Однако существовали физические условия, способствовавшие свободной международной любви.
Это были: право постоя, вселившее в каждую семью молодого офицера, независимо от того, были ли в этой семье мужчины и пожилые женщины или нет. Таким физическим фактором, затруднявшим огласку, была и специфика европейских квартирных условий, полная изоляция жилья одной семьи, отсутствие общих ванн, кухонь, коридоров.
Наряду с физическими были и моральные условия, срывавшие огласку. Постепенно факт завоевания развратил творившие общественное мнение верхи.
Тот же самый епископский канцлер (доктор Штайнер, заместитель Павликовского, князя — епископа Штирии), который в апреле громогласно, черным по красному, обвинял нас в семи смертных грехах, в мае подписывал публичные акты Комиссии по расследованию гестаповских зверств. Нельзя сказать, чтобы последние украшались этой подписью, но акты черно — красные были окончательно скомпрометированы, а вместе с ними и Штайнер как один из творцов «общественного мнения о прелюбодеянии».

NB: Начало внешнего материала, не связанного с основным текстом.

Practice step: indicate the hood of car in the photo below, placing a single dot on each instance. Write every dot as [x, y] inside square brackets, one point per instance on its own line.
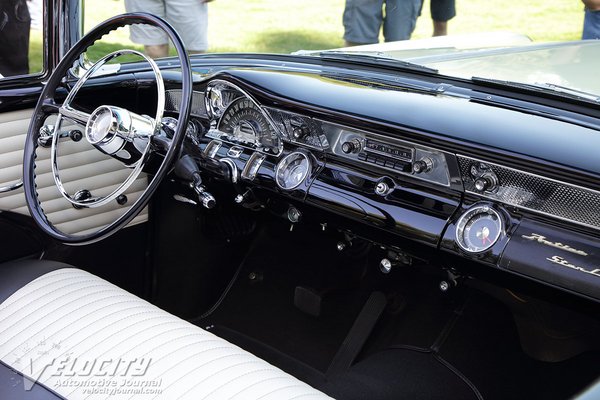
[502, 56]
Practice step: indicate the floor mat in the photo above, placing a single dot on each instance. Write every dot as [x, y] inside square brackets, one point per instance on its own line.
[399, 374]
[484, 343]
[260, 304]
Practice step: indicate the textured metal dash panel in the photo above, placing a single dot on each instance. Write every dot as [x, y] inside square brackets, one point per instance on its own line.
[537, 193]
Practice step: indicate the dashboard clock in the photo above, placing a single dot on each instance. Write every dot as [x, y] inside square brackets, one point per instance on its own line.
[479, 228]
[292, 170]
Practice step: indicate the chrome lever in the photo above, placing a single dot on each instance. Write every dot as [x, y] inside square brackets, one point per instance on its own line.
[14, 186]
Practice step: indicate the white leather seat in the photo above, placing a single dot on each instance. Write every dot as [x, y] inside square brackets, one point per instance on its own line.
[77, 334]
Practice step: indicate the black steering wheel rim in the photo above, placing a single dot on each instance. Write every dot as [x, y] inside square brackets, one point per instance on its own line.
[46, 106]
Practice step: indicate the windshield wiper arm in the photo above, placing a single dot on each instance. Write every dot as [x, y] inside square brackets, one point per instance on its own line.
[374, 60]
[542, 87]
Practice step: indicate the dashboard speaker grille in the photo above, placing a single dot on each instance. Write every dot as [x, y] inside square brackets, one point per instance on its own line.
[536, 193]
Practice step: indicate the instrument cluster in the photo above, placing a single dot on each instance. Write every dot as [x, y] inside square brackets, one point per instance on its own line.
[237, 119]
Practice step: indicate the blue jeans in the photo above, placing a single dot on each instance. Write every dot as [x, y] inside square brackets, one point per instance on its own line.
[363, 20]
[591, 25]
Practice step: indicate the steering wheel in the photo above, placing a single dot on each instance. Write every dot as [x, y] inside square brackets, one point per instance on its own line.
[118, 132]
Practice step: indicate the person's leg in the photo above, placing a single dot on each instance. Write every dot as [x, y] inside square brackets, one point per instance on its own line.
[400, 19]
[441, 12]
[362, 21]
[190, 19]
[155, 41]
[591, 25]
[440, 28]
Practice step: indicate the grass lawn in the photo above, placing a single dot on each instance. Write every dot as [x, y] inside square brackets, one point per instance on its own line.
[284, 26]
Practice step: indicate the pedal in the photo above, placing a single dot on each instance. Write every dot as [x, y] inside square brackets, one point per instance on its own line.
[308, 301]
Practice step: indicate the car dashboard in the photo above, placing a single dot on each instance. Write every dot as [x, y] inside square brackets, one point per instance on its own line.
[431, 171]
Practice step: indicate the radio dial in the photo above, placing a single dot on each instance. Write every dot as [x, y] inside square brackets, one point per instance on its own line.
[352, 146]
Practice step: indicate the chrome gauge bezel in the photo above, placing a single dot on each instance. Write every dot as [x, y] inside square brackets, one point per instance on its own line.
[471, 213]
[214, 133]
[285, 162]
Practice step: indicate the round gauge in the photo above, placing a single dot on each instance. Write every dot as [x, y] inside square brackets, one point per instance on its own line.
[243, 122]
[479, 228]
[292, 170]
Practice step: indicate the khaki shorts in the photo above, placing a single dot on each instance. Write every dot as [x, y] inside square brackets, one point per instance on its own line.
[188, 17]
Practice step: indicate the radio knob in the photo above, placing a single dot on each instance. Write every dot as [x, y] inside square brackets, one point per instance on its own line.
[351, 146]
[423, 165]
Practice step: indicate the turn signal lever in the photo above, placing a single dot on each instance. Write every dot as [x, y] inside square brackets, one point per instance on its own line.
[187, 169]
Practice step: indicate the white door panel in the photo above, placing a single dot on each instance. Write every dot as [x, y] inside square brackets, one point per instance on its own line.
[82, 167]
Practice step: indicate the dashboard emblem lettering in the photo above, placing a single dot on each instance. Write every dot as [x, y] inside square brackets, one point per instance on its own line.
[542, 239]
[561, 261]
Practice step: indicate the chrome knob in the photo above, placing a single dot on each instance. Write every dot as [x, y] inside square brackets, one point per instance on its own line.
[207, 200]
[486, 183]
[352, 146]
[382, 188]
[423, 165]
[385, 265]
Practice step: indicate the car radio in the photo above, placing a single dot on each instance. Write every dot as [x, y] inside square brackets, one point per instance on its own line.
[394, 155]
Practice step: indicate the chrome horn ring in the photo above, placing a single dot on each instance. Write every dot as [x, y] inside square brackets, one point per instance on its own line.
[112, 130]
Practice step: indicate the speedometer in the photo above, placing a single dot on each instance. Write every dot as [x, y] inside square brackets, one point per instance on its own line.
[243, 122]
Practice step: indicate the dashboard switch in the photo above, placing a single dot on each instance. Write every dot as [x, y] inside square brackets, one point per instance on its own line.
[382, 188]
[423, 165]
[351, 146]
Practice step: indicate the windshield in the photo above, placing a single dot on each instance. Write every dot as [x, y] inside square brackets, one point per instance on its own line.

Вышесказанное вполне применимо к еще одному разряду «высоких свидетелей» — профессуре. Они тоже подписывали и наши, и фашистские акты.
Третья категория «высоких свидетелей» — рабочие — поспешно ушла в лояльнейшую социал — демократию.
Наконец, четвертая категория — английские и американские военнопленные — толпились в комендатурах, готовые лизать руку, которая выписала бы им пропуск в союзническую зону.
Всеобщая развращенность покрыла и скрыла особенную женскую развращенность, сделала ее невидной и нестыдной.